When my mother in law died last November one of the things she left behind was the Morris Minor 1000 she bought new in 1960. Apart from a new reconditioned engine at some point in its life, “Beetil”, as the car was known, had survived for 54 years in more or less original condition. Among other things, what that means is no seatbelts, ineffective drum brakes, a four-speed gearbox with no synchromesh on first gear, and “trafficators” (little illuminated metal arms that spring out of the side of the car to show which way you want to turn). But of course “original condition” does not equate to “as new” condition. A 55 year-old car that has been used as intended for most of those years, and has never been restored, is probably going to be in need of a little work.
And so it was with Beetil. Despite strong sentimental attachments, nobody in the family had the inclination to handle a restoration, or to use the car afterwards. So Beetil was sold to a young woman whose enthusiasm for Minors proved to be stronger than her worries about passing MOT roadworthiness tests or the fact that the car wouldn’t start. Her companion, a classic car magazine journalist whose magnificent Triumph Stag was parked round the corner, went over the car with magnets and declared her “sound enough for now”. He probably didn’t expect to have to push a car through the the wet January streets of South West London, but luckily we had some help from a well-dressed couple who appeared out of the drizzle. They seemed unfazed by the prospect of pushing a dead car along a London bus route and melted away, once the car was secured, before they could be thanked.
The next morning I made my way home in my comfortable modern car, anxious about that MOT and whether the Morris would make it back up the M1 to Yorkshire. As it turned out I needn’t have worried. The MOT was no problem and a new battery was all that was needed to make the engine go. After several years of hardly ever leaving the garage, Beetil seemed keen to be running again.

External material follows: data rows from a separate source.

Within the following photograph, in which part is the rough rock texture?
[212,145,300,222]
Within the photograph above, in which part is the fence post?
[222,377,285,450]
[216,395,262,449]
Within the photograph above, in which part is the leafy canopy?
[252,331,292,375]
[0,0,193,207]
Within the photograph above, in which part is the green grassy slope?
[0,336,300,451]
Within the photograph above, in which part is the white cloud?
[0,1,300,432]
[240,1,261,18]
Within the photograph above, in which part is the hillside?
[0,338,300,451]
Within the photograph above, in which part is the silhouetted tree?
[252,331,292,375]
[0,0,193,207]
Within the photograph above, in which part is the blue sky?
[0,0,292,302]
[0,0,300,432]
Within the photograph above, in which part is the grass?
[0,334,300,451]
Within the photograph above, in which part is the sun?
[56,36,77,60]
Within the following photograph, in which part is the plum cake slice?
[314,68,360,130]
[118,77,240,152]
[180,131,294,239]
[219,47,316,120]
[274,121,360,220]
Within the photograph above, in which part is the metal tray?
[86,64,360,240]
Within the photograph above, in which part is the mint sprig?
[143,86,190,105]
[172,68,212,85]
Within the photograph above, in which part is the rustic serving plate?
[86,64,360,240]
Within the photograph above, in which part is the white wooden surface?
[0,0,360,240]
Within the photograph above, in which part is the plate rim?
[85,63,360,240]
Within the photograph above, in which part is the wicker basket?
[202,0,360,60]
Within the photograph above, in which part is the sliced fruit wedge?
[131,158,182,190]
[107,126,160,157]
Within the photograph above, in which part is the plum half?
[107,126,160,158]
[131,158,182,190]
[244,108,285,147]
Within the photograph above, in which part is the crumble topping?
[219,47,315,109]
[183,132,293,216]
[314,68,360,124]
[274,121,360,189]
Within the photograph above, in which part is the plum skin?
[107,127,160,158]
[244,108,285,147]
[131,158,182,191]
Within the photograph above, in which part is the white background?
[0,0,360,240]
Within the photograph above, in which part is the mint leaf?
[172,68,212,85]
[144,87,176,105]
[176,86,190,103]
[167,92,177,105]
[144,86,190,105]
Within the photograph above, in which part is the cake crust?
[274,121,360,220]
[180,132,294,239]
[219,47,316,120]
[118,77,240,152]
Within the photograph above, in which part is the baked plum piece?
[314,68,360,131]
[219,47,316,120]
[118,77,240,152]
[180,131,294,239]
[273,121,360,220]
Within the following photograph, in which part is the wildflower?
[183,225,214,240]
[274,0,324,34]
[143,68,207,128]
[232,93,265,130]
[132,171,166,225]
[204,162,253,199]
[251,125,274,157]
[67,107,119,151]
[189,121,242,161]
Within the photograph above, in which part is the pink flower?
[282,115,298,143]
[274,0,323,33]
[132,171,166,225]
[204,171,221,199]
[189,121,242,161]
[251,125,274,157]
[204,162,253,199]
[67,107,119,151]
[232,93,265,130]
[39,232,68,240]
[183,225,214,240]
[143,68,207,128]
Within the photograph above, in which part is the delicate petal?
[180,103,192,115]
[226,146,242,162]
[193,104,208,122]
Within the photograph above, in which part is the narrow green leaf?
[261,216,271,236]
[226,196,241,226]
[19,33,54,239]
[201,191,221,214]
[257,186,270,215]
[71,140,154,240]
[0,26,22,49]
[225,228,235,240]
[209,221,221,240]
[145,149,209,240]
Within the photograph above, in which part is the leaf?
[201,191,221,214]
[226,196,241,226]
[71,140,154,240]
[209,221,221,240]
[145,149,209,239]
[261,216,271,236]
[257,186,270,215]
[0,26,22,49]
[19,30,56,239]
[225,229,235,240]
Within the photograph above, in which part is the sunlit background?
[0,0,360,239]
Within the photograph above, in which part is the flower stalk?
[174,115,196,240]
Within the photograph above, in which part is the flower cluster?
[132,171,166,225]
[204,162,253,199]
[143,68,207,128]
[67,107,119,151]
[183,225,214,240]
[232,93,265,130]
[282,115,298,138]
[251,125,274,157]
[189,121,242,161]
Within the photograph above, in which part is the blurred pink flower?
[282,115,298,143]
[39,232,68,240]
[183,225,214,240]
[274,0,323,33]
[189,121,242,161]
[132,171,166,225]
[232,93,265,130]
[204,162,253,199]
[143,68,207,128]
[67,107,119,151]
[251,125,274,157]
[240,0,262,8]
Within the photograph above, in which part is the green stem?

At the end of June, under happier circumstances, we were reacquainted with the car, which is now known as Bee. The new owner, Steph, had little trouble using her as a daily driver through the second half of a Yorkshire winter and has begun the work of restoration. She invited us to meet her at the Morris Minor Owners’ Club national rally at Scampston Hall in North Yorkshire. My wife, who wisely shied away from the emotionally difficult process of selling the car she grew up with, was delighted to be handed the keys. She started the engine and disappeared across the showfield, our wildly grinning daughter in the passenger seat. There were shinier cars on the show ground, but I don’t suppose any of them made anyone that happy.
And the name “Beetil”? It comes from E.H. Shepherd’s illustration to A.A. Milne’s poem “Forgiven”, which begins “I found a little beetle, so that beetle was his name …” In the illustration the word “beetil” is written on top of the matchbox in which the beetle is kept.